The Grenadier officers accompanying the body carried it from the plane.
The rest of us who were not part of the protocol joined the crowd waiting at the tarmac to see the body. When the Grenadier emerged from the plane with the coffin, a loud sound of people wailing broke out in the crowd.
For the many who had doubted the death of Muteesa it became real after seeing his coffin..
From the airport, I did not travel with my mother for she was part of the protocol moving with the body to Kampala.
I travelled independent of the protocol to Kasubi Tombs. Though there was no traffic jam those days, the journey from the airport to Kampala took more than two hours.
On the way to Kampala was a sea of people waiting to have a glimpse at the coffin. I did not go to Kololo Airstrip or Parliament; I waited for the public viewing at Namirembe Cathedral.

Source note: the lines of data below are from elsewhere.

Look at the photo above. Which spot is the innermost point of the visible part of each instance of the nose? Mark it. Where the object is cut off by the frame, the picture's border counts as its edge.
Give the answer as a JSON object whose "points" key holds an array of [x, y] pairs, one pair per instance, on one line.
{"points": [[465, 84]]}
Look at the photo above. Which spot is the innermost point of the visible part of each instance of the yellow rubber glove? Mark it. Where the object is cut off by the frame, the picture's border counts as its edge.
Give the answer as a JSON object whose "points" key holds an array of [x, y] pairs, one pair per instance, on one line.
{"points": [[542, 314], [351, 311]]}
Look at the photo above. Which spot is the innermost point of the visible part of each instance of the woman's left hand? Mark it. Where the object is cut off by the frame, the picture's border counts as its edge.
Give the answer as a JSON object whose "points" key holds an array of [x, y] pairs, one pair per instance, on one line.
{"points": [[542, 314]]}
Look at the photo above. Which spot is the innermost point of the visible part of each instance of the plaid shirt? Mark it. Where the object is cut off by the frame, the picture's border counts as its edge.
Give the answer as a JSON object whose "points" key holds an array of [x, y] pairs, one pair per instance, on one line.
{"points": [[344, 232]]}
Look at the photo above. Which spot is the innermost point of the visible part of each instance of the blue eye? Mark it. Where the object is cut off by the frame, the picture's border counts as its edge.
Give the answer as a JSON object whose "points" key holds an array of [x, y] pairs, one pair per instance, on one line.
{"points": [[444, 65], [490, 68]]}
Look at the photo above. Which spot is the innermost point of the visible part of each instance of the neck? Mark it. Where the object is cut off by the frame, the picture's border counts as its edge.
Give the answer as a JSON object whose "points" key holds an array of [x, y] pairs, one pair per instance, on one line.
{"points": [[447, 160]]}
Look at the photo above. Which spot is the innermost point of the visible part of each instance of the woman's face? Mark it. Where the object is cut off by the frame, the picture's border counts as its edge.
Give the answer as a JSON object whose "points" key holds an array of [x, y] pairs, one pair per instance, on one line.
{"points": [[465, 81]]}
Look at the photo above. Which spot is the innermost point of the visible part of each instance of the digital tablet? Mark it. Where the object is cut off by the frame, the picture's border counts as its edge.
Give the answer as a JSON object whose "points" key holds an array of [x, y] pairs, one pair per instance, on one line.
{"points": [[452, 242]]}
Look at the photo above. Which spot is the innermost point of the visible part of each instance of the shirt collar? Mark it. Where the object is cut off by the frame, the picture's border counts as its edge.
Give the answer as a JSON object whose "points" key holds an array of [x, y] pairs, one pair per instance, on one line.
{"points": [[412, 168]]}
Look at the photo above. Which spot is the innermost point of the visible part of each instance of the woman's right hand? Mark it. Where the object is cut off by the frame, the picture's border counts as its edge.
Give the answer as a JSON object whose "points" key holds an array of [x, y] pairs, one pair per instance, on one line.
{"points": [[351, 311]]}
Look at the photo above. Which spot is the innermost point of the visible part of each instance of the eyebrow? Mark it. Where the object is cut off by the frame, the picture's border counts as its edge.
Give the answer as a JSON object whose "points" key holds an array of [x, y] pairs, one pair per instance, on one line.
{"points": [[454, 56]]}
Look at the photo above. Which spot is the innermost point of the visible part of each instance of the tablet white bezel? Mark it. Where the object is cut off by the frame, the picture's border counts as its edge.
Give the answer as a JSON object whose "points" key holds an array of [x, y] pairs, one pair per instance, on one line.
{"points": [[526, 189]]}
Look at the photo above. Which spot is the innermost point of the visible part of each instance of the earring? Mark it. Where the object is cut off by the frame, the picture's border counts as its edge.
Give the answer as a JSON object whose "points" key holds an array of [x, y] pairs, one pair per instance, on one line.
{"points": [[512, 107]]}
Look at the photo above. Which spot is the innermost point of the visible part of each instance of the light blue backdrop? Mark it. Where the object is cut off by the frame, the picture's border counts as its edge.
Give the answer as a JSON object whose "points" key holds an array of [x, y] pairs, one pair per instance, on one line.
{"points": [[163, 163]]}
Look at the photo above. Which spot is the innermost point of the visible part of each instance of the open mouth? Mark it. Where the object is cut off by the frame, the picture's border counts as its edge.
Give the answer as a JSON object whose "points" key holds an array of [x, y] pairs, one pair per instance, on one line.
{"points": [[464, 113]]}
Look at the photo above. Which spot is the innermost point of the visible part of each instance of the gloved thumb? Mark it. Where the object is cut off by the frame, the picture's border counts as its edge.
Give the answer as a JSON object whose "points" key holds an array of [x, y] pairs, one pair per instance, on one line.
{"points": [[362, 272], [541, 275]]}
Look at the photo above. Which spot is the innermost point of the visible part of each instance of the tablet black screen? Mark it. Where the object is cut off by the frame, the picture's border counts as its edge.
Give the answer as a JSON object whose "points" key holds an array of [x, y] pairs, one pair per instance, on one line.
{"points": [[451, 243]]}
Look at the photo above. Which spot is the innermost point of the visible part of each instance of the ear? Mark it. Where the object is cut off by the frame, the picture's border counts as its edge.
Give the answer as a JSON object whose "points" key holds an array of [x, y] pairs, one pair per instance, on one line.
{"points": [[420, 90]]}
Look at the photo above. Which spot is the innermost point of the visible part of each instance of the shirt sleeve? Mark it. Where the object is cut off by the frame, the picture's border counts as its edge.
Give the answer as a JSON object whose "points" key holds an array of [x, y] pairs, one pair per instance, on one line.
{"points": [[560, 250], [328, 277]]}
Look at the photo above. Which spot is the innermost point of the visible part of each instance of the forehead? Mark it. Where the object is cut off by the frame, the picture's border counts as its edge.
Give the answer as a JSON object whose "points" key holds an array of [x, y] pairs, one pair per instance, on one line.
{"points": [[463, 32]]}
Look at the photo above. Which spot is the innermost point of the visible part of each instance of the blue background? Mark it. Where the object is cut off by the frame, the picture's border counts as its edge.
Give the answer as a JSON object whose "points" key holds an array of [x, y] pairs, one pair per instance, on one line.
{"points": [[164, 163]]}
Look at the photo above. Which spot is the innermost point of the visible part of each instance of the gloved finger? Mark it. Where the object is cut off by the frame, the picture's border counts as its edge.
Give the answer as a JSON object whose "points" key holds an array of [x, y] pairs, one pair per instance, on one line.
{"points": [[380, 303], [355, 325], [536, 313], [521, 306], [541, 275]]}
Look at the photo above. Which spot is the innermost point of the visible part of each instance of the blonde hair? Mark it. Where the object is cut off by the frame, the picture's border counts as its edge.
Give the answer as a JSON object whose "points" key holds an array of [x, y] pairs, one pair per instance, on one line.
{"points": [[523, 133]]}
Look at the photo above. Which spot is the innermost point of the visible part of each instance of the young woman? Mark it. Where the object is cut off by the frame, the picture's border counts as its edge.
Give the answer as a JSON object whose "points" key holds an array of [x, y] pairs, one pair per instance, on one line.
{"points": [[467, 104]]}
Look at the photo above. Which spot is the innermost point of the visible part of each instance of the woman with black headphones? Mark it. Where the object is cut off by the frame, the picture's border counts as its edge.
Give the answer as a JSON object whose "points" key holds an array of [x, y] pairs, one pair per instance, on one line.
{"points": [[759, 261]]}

On the day of burial, I went to Kasubi Tombs early enough to catch a glimpse of the final moment. At Kasubi, the Grenadier officers escorted the body were a guard of honour was mounted by the Uganda army. There was also a gun salute.
Those of us who had the chance to enter the compound of the Kasubi enclosure saw the final moments, but we were not allowed inside the Muzibu’azalampaga where he was finally laid to rest.
The emotions at the Kasubi Tombs were high. There was a sea of people who turned up just to prove that Muteesa had indeed died and was buried.
Rita W. Matovu
I was a law student in London and was among the people who attended the first church service.
I had been in London for three months when the news of the death of Muteesa broke. The morning the news broke, we were preparing to go and celebrate his birthday. He died on the eve of his birthday.
There was a memorial service that was attended by many Ugandans and some British people. It was a dignified service.
Grenadier officers and other military officers who were friends with the late kabaka were in attendance. Then young Prince Ronald Mutebi was in attendance.
The body was brought to Bayswater Funeral parlour where it was kept for some days, during which time many Ugandans and virtually all Baganda in the UK at the time, many of them students, went to view it.
The body dressed in a Kanzu and a coat was viewed for about three days, there after it was taken away.”